14.6.3.4 Computing optimal solutions via dynamic programming

Dynamic programming with interpolation, as covered in Section 14.5, can be applied to solve the problem once it is formulated in terms of the path-constrained phase space ${S} \subset {\mathbb{R}}^2$. The domain of $\tau$ provides the constraint $0 \leq s \leq 1$. Assume that only forward progress along the path is needed; moving in the reverse direction should not be necessary. This implies that ${\dot s}> 0$. To make ${S}$ bounded, an upper bound, ${\dot s}_{max}$, is usually assumed, beyond which it is known that the speed is too high to follow the path.

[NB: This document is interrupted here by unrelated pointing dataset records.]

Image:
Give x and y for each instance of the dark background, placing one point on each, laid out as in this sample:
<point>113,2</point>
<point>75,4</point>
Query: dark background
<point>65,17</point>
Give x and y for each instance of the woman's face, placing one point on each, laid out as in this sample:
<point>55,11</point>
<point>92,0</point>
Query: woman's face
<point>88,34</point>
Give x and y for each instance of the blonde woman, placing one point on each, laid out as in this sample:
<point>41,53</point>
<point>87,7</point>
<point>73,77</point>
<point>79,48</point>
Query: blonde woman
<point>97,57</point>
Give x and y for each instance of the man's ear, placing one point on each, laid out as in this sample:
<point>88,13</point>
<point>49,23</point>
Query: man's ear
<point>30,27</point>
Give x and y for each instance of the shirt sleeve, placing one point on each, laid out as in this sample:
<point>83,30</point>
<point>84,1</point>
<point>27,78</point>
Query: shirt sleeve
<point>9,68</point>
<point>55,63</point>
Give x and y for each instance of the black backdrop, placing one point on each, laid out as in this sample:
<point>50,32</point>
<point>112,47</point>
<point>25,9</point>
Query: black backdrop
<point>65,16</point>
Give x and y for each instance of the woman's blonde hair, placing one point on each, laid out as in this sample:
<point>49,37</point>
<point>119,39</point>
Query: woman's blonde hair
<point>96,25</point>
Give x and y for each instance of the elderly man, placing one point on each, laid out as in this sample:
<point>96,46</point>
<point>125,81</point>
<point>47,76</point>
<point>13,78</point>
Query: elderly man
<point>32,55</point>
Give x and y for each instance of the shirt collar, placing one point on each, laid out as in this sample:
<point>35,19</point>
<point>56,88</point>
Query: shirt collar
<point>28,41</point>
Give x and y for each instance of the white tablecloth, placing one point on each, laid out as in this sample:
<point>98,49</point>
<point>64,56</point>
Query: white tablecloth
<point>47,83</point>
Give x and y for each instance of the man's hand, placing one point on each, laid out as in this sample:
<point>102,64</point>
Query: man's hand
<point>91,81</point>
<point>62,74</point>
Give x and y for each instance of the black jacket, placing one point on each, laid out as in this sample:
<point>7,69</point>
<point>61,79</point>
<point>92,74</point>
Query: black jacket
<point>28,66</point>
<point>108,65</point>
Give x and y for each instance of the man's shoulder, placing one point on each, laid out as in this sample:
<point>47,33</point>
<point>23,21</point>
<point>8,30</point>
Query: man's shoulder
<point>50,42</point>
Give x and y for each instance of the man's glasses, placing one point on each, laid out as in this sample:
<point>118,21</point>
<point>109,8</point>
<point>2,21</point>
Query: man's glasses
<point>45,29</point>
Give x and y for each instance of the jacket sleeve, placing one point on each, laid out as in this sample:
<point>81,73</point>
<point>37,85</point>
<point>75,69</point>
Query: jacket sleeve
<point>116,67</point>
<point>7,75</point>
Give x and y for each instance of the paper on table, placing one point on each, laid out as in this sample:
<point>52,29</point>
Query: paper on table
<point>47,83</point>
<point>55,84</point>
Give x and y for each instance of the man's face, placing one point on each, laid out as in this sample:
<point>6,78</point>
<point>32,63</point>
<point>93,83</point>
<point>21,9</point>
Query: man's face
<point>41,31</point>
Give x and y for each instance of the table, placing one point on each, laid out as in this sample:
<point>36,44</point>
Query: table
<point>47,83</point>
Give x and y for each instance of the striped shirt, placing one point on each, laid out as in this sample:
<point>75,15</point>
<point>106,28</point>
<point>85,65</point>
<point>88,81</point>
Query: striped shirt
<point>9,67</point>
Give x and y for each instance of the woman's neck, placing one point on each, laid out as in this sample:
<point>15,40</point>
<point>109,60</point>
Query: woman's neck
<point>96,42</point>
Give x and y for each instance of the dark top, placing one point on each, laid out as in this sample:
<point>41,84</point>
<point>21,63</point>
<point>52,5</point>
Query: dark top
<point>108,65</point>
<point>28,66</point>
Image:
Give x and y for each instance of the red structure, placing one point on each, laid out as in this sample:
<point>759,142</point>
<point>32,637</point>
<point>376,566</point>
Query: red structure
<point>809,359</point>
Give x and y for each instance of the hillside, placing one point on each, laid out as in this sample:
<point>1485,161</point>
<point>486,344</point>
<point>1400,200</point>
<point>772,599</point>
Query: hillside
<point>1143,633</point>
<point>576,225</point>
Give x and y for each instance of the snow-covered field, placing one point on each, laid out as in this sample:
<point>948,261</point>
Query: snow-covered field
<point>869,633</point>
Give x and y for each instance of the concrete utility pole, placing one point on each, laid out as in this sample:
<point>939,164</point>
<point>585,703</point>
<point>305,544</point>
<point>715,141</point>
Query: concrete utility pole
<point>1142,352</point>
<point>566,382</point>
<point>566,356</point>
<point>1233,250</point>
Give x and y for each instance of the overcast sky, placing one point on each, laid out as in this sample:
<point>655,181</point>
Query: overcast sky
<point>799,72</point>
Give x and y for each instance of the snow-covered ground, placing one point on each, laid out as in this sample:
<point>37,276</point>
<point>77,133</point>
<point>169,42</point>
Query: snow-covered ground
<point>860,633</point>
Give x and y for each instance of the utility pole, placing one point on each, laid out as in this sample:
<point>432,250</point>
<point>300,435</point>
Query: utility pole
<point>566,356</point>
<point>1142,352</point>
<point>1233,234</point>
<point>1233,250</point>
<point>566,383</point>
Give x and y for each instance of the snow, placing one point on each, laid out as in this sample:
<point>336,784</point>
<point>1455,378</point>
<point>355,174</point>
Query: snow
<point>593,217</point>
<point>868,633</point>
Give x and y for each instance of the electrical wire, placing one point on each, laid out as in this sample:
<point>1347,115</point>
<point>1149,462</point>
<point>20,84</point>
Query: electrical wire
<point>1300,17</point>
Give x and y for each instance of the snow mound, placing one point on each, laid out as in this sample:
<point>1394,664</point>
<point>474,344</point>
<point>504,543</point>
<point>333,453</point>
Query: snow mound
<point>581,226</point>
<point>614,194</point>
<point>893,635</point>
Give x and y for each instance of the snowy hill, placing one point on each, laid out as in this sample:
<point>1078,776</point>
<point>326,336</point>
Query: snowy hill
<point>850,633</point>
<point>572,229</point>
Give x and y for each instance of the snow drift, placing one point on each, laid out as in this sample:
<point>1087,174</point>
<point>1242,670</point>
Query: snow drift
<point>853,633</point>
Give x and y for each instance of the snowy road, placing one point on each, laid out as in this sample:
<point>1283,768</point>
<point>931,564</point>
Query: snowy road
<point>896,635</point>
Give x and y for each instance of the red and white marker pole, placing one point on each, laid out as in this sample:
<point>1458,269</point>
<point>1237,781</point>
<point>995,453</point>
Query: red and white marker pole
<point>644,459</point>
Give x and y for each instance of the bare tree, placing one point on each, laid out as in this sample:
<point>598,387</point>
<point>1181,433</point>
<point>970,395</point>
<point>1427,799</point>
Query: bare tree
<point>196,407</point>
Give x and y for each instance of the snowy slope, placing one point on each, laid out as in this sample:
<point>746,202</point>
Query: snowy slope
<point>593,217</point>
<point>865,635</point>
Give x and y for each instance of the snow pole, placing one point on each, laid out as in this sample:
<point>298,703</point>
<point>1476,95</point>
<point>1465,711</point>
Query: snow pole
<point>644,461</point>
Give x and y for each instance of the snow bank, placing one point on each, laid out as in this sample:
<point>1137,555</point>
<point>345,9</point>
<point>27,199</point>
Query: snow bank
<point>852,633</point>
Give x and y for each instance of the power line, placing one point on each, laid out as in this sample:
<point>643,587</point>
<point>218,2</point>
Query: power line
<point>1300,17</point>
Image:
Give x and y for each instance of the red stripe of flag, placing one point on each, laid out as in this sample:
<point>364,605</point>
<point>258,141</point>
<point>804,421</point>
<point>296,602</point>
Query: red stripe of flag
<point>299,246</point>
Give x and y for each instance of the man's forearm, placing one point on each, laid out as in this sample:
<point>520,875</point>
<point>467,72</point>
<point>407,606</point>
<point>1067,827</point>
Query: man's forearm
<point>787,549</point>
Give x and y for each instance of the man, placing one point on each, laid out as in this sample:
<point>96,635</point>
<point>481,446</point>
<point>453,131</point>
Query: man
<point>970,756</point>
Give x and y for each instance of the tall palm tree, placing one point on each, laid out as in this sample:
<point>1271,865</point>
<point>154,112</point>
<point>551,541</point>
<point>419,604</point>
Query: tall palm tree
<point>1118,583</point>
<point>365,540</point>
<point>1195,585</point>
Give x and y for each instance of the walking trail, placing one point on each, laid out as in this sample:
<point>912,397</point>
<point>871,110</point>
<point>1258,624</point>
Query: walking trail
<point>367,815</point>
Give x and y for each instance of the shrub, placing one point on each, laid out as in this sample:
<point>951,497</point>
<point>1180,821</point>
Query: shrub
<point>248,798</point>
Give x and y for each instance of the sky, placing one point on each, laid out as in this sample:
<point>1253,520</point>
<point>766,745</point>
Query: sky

Figure 14.27: (a) Planning occurs in the path-constrained phase space. (b) Due to the forward-progress assumption, value iteration can be reduced to a quick wavefront propagation across regularly spaced vertical lines in ${S}$.

This results in the planning problem shown in Figure 14.27a. The system is expressed as ${\ddot s}= u'$, in which $u' \in U'(s,{\dot s})$. The initial phase in ${S}$ is $(0,{\dot s}_i)$ and the goal phase is $(1,{\dot s}_g)$. Typically, ${\dot s}_i = {\dot s}_g = 0$. The region shown in Figure 14.27 is contained in the first quadrant of the phase space because only positive values of $s$ and ${\dot s}$ are allowed (in Figure 14.13, $q$ and ${\dot q}$ could be positive or negative). This implies that all motions are to the right. The actions determine whether accelerations or decelerations will occur.

Backward value iteration with interpolation can be easily applied by discretizing ${S}$ and $U'(s,{\dot s})$. Due to the constraint ${\dot s}> 0$, making a Dijkstra-like version of the algorithm is straightforward. A simple wavefront propagation can even be performed, starting at $s = 1$ and progressing backward in vertical waves until $s = 0$ is reached. See Figure 14.27b. The backprojection (14.29) can be greatly simplified. Suppose that the $s$-axis is discretized into $m+1$ regularly spaced values $s_0$, $\ldots$, $s_m$ at every $\Delta s$, for some fixed $\Delta s > 0$. Thus, $s_k = (k \Delta s)/m$. The index $k$ can be interpreted as the stage. Starting at $k = m$, the final cost-to-go $G^*_m(s_m,{\dot s}_m)$ is defined as 0 if the corresponding phase represents the goal, and $\infty$ otherwise. At each $s_k$, the ${\dot s}$ values are sampled, and the cost-to-go function is represented using one-dimensional linear interpolation along the vertical axis. At each stage, the dynamic programming computation

$$G^*_k(s_k,{\dot s}_k) = \min_{u' \in U'(s_k,{\dot s}_k)} \Big\{ l'_d(s_k,{\dot s}_k,u') + G^*_{k+1}(s_{k+1},{\dot s}_{k+1}) \Big\}$$ (14.46)

is performed at each ${\dot s}$ sample. This represents a special form of (14.27). Linear interpolation over discretized ${\dot s}$ values is used to evaluate $G^*_{k+1}(s_{k+1},{\dot s}_{k+1})$. The cost term $l'_d$ is obtained from $l_d$ by computing the original state $x \in X$ from $s$ and ${\dot s}$; however, if the trajectory segment enters ${S}_{obs}$, it receives infinite cost. The computations proceed until stage $k=1$, at which time the optimal cost-to-go $G^*_1(s_1,{\dot s}_1)$ is computed. The optimal trajectory is obtained by using the cost-to-go function at each stage as a navigation function.

The dynamic programming approach is so general that it can even be extended to path-constrained trajectory planning in the presence of higher order constraints [880]. For example, if a system is specified as $q^{(3)} = h(q,{\dot q},{\ddot q},u)$, then a 3D path-constrained phase space results, in which each element is expressed as $(s,{\dot s},{\ddot s})$. The actions in this space are jerks, yielding $s^{(3)} = u'$ for $u' \in U'(s,{\dot s},{\ddot s})$.